Every major incident review eventually points back to a Background Script run by a well-meaning engineer at 4pm on a Friday. The temptation is to ban the feature outright, but that just pushes the work into Fix Scripts where it is harder to track. A simple protocol with three habits prevents 95 percent of the damage.
Always count before you change
Before any update, delete, or insert, run the equivalent GlideAggregate to confirm the scope:
var ga = new GlideAggregate('incident');
ga.addEncodedQuery('state=7^sys_updated_on<javascript:gs.daysAgoStart(30)');
ga.addAggregate('COUNT');
ga.query();
ga.next();
gs.print('Will affect: ' + ga.getAggregate('COUNT'));If the count is unexpected, stop. Do not run the mutation. Roughly half of all “I deleted too much” incidents start with a developer assuming the filter matched a few hundred rows when it actually matched a few hundred thousand.
Wrap in a transaction guard with a kill switch
Use a sys_property as a kill switch:
if (gs.getProperty('background.scripts.allow_writes') !== 'true') {
gs.print('Writes disabled by kill switch.');
} else {
// mutation here
}Set the property to false by default during business hours. Flip it to true deliberately, run the script, flip it back. Sounds tedious; saves careers.
Never run unbounded loops without setLimit
gr.query() followed by while (gr.next()) will happily process every row in the table. Always call gr.setLimit(1000) first and process in chunks if needed. This is also a habit that makes accidental cross-table joins through reference walks fail loud and fast.
Log everything to a real table, not just gs.print
gs.print output disappears when the session ends. Create a u_background_script_log table with script_name, executed_by, query_count, affected_count, and result_summary. Insert one row per run.

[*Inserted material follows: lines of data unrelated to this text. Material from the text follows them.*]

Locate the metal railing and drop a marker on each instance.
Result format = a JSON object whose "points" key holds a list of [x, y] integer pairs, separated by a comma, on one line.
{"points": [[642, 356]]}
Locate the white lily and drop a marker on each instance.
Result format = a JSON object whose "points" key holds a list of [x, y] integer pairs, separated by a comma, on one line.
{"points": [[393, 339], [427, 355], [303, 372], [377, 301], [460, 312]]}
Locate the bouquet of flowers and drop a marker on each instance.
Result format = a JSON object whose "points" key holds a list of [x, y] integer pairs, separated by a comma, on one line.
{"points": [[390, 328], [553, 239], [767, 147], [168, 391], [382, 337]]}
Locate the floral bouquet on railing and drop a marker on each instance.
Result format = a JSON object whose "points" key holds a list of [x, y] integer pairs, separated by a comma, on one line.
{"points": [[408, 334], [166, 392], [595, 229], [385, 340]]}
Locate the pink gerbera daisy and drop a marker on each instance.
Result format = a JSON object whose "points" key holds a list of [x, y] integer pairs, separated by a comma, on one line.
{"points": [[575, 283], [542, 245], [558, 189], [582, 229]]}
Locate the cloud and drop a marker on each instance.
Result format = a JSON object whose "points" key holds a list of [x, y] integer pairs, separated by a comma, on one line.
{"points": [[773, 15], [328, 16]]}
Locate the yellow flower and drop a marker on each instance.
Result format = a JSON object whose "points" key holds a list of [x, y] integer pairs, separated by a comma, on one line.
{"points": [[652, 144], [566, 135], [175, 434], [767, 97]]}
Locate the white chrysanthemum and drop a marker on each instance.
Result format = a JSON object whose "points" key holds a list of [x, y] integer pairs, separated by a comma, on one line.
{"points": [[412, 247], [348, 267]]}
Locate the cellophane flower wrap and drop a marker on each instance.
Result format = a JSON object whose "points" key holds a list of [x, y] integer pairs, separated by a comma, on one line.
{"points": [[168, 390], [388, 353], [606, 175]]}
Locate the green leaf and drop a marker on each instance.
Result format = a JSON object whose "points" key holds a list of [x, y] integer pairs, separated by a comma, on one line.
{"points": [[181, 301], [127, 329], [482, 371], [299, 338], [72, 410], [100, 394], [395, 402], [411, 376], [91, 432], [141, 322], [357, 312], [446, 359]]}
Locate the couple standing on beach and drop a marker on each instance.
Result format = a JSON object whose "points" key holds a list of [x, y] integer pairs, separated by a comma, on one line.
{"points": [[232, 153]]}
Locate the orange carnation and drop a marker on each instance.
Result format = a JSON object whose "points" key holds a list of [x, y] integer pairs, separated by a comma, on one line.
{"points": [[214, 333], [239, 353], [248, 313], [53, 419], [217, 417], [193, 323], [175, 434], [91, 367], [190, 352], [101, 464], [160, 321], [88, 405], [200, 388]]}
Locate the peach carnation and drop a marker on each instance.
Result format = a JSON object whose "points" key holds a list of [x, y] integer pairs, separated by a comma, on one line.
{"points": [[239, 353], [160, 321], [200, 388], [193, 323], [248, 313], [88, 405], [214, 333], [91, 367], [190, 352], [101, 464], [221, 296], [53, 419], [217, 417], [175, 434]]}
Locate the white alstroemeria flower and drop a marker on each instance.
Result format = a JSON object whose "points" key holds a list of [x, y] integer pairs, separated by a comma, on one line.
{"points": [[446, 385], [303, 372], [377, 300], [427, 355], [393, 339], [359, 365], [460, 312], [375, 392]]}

When something goes wrong on Tuesday for changes made on Friday, you have a trail.
Restrict the role aggressively
The script_admin role should belong to fewer than five people in production. Everyone else uses sub-prod and submits a script via change request for production execution. The friction is the point. If a script is too urgent to follow the process, escalate it as an incident with a senior engineer pairing.
Use Fix Scripts for anything reusable
If you find yourself running the same Background Script twice, convert it to a Fix Script. Fix Scripts are versioned, reviewable, and execute through a UI page that makes the run history visible. Background Scripts are for one-off exploration, not recurring operations.
Test selects, not updates, in production
If you need to validate something in production and there is no read-only equivalent, write the script as a select with gs.print of what it would change. Have a second engineer review the output before you switch to update mode. Pair-review of mutations is the cheapest insurance policy in operations.
What to do this week: add the kill-switch sys_property, create the audit log table, and require both for every production background script.